Reading Material Databases Week 3

Agenda

These are the topics for week 3:

Normalization
- Normal forms
Transactions
SQL injection
NoSQL (with MongoDB)
- How to do CRUD operations
Non-relational vs. relational

0. Video Lectures

Your teachers Igor and Unmesh have made video lectures for this week's material. You can find them here: Videos 11 - 13

1. Normalization and normal forms

When setting up a database, one of the most important aspects to be taken into account is to ensure that duplication of data is minimized. If you do store data twice in your database, but on update forget to update all locations you will end up with a data conflict.

A second advantage of a fully normalized database is that it allows its structure to be extended later to accommodate new types of data without changing existing structure too much. As a result, code interacting with the database is minimally affected.
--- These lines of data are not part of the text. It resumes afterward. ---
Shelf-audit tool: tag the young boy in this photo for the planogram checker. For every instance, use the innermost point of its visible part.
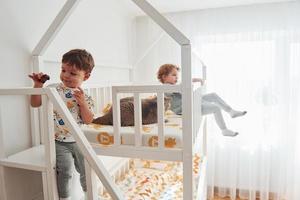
(211, 103)
(77, 65)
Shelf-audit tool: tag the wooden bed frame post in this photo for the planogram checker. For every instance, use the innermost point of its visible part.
(187, 122)
(186, 89)
(2, 155)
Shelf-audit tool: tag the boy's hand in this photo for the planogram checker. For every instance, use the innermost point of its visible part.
(79, 96)
(39, 79)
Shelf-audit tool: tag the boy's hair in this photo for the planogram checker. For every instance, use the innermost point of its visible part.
(79, 58)
(165, 70)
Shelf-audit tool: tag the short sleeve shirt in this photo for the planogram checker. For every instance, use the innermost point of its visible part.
(62, 133)
(176, 102)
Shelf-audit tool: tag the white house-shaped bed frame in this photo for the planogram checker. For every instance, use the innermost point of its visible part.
(42, 121)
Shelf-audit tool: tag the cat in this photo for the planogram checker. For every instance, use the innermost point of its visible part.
(149, 112)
Database normalization is a technique that helps in optimally designing the database to ensure the above points. The core idea of database normalization is to divide large tables into smaller subtables and store pointers to data rather than replicating it.

There are various database “Normal” forms. Each normal form (NF) has an importance which helps in optimizing the database to save storage and to reduce redundancies. These normal forms build incrementally. e.g. a database is in 3NF if it is already in 2NF and satisfied the rules for 3rd normal form.

1st normal form (1NF)

The rules for first normal form are:

All data must be atomic (every column should only contain a single value)
Repeating columns are not allowed
Prevent duplicate records (by applying primary keys)
Attribute domain should not change (all values in a column must be of the same kind or type).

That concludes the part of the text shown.